Interpretação dos Escores
Os escores deste paciente revelam um padrão específico de impulsividade:
- Impulsividade Motora Elevada (40/88): Este é o domínio mais comprometido, indicando dificuldade significativa em inibir comportamentos já iniciados e tendência a agir sem pensar 1, 2
- Falta de Planejamento Marcante (42/88): Sugere dificuldade substancial em antecipar consequências e planejar ações futuras 1
- Impulsividade Atencional Relativamente Preservada (20/64): Indica que a capacidade de manter foco está menos comprometida que os domínios motores 1
Avaliação Clínica Prioritária
Avaliação de Risco Imediato
Avaliar urgentemente para comportamentos autolesivos e tentativas de suicídio, pois a impulsividade comportamental (motora) está fortemente associada a tentativas de suicídio, especialmente quando avaliada proximalmente ao comportamento (OR = 1.97) 3. A impulsividade cognitiva mostra associação ainda mais forte com ideação suicida (OR = 6.47) e tentativas de suicídio (OR = 3.14) 3.

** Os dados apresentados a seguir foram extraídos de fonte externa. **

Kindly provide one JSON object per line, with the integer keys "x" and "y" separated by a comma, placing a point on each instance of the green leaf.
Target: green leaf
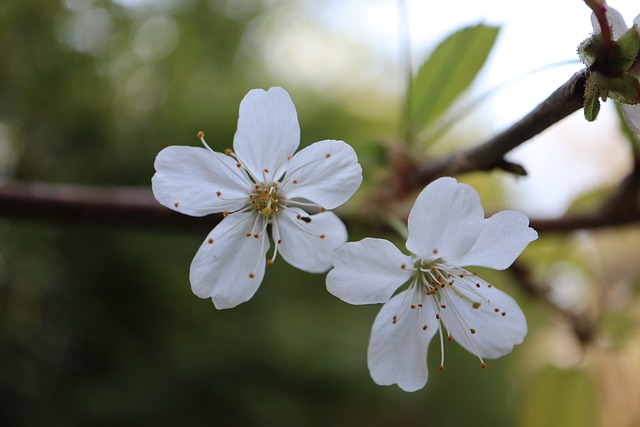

Elementos específicos a investigar:
- Ideação suicida ativa ou passiva nos últimos 30 dias, pois a proximidade temporal aumenta significativamente o risco 3
- História de autolesão não suicida (NSSI), que está associada à impulsividade comportamental 3
- Planos de suicídio e acesso a meios letais 4
- Rompimentos românticos recentes, que podem precipitar comportamentos impulsivos suicidas em transtornos de ajustamento 4
Investigação Diagnóstica Estruturada
Rastrear sistematicamente para transtornos específicos onde a impulsividade é característica central:
Transtorno de Personalidade Borderline (TPB): Pacientes com TPB apresentam os níveis mais elevados de impulsividade de não-planejamento na Escala de Barratt 2. Avaliar para instabilidade afetiva intensa, relacionamentos interpessoais caóticos, perturbação de identidade e esforços frenéticos para evitar abandono 1, 2.
TDAH em Adultos: Embora o TDAH mostre tamanhos de efeito menores na Escala de Barratt comparado a outros transtornos, pacientes com TDAH demonstram comprometimento específico na impulsividade de espera e parada (stop-signal task) 1. Investigar sintomas de desatenção, hiperatividade e impulsividade presentes desde antes dos 7 anos de idade 5.
Transtornos Alimentares: Bulimia nervosa apresenta os níveis mais elevados de impulsividade atencional 2. Avaliar para episódios de compulsão alimentar e comportamentos compensatórios.
Transtorno de Estresse Pós-Traumático (TEPT): A impulsividade pode representar sintomas relacionados ao trauma dentro do domínio de alterações na excitação e reatividade 6. Investigar história de trauma, hipervigilância, evitação de estímulos relacionados ao trauma e alterações negativas em cognições e humor 6.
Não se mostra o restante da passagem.